Sproul: Dr. R.C. Sproul is founder and president of Ligonier Ministries and senior minister of preaching and teaching at Saint Andrew's in Sanford, Florida, and he is author of the book Faith Alone.

Kelly: Dr. Russell Earl Kelly is the author of Should the Church Teach Tithing? A Theologian's Conclusions about a Taboo Doctrine. Faith alone should mean faith alone and not faith plus works. What happened to Sproul's sermons about justification by faith and the imputed righteousness of the believer? When he is not discussing tithing, he is teaching that believers stand before God in the imputed righteousness of Jesus Christ as holy, perfect and sinless. However, while discussing tithing he depicts the believer who does not tithe as being under a curse. He is guilty of the sin Paul rebuked in Galatians 3:1-5 and 1:8-9. He is teaching that we are saved by grace through faith alone but we are kept saved by works of the law. By adding works back into the law he himself falls under the personal curse Paul invokes in Galatians 1:8-9.
Sproul: For more than thirty years, Dr. R.C. Sproul has thoroughly and concisely analyzed weighty theological, philosophical, and biblical topics in Right Now Counts Forever, drawing out practical applications for the Christian in his own engaging style.

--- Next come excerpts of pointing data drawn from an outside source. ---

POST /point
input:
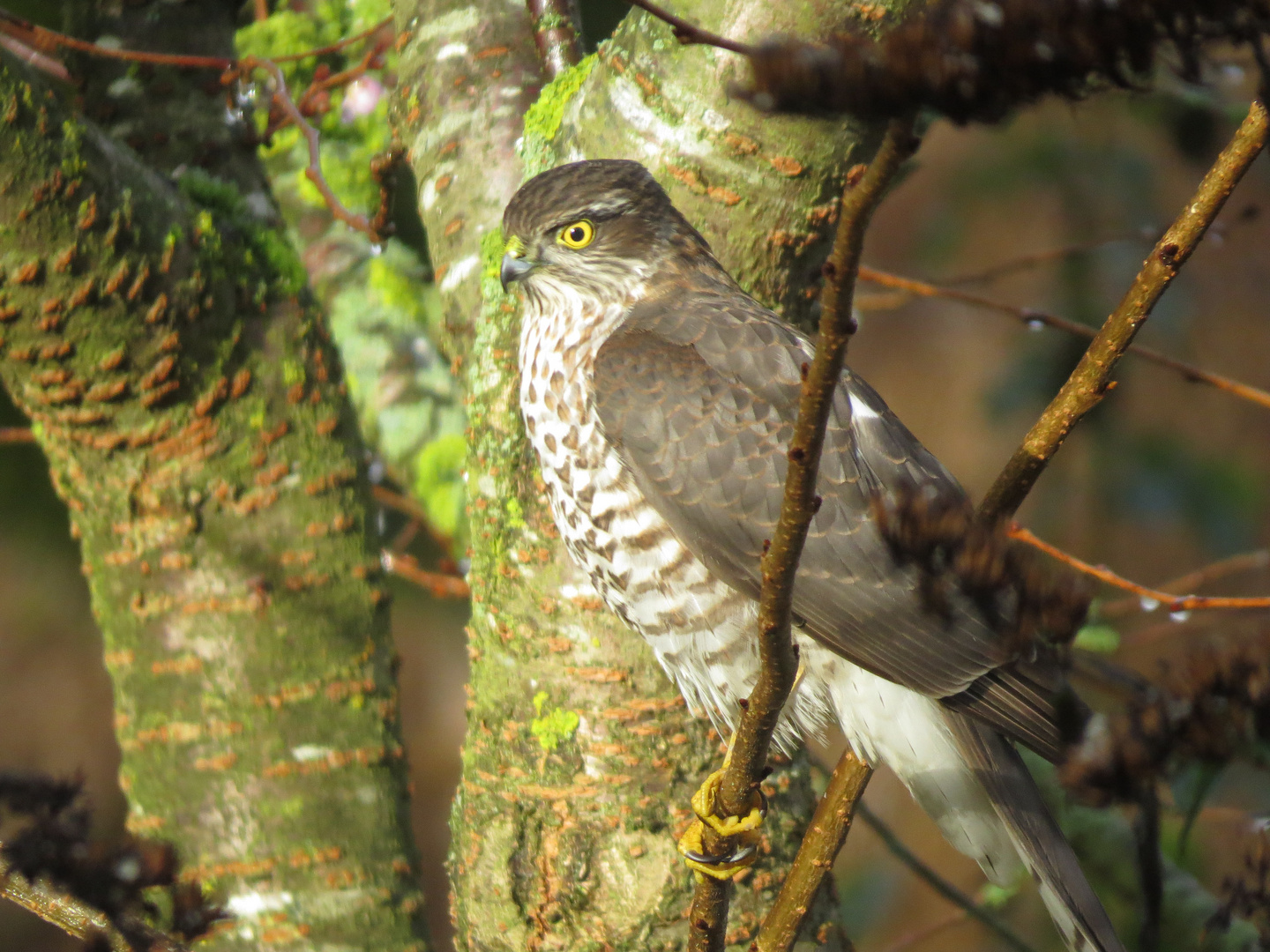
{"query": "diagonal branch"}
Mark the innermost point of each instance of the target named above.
(1034, 317)
(1091, 378)
(819, 848)
(752, 740)
(938, 882)
(1166, 599)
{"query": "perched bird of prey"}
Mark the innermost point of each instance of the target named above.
(661, 398)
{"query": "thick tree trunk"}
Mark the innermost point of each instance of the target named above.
(190, 405)
(580, 756)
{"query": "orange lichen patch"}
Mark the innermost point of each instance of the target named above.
(598, 675)
(785, 165)
(256, 501)
(723, 196)
(153, 397)
(323, 484)
(158, 310)
(65, 259)
(216, 395)
(158, 374)
(29, 273)
(121, 274)
(140, 283)
(743, 145)
(88, 213)
(687, 176)
(145, 824)
(328, 762)
(272, 475)
(185, 664)
(112, 360)
(176, 560)
(106, 392)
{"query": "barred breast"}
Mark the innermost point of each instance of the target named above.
(700, 628)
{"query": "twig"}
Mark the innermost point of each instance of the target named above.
(752, 740)
(816, 854)
(1166, 599)
(65, 911)
(912, 938)
(1035, 258)
(1032, 317)
(938, 882)
(1151, 871)
(1191, 582)
(1090, 381)
(690, 34)
(17, 435)
(439, 584)
(312, 172)
(557, 33)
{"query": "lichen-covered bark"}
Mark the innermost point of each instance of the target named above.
(190, 403)
(580, 758)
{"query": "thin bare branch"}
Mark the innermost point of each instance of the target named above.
(752, 740)
(689, 34)
(557, 33)
(1191, 582)
(938, 882)
(816, 854)
(1165, 599)
(65, 911)
(1033, 317)
(1091, 378)
(439, 584)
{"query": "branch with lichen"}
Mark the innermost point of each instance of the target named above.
(752, 739)
(1091, 380)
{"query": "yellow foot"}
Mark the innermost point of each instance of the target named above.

Kelly: Sproul has left the roots of his own hermeneutics and theology when he adds tithing back into the grace and faith of the New Covenant. I challenge him to a full-scale debate on the subject.

Russell Earl Kelly, PHD
www.tithing-russkelly.com
russell-kelly@att.net

1 comment:

inhotwater said...

Dr. Kelly,
I thourougly enjoyed your article. I posted my original link of Dr. Sproul because I was not quite sure of what I thought of his conclussions. As one who desires to study and serve the Lord God with all my heart, soul, mind and strength, I have found I have had a difficult time in tithing. I love to give and do many times. Often I give to poor people on the streets or to missionaries or friends in Seminary.
I find that the purpose to give is the conviction of the heart compelling me to partner in the message of the cross to the end of lost souls hearing the gospel.
I have felt a call on my life to preach and have done so (twice), yet I remain fully employed so as to support myself, my family and partner in the ministry of the cross.
I want to be like what was said in James, "do not merely hear the word of the Lord and so decieve yourself, do what it says." If I am commanded to tithe I want to be obedient, however I have not found that the Christian is commanded outside of the compelling of the Holy Spirit. I think that Scriptural revelation is more valid then direct revelation so I desire to obey scripture as well as the leading of the Holy Spirit.
Again, thank you for your time on this subject. I greatly enjoyed reading your thoughts.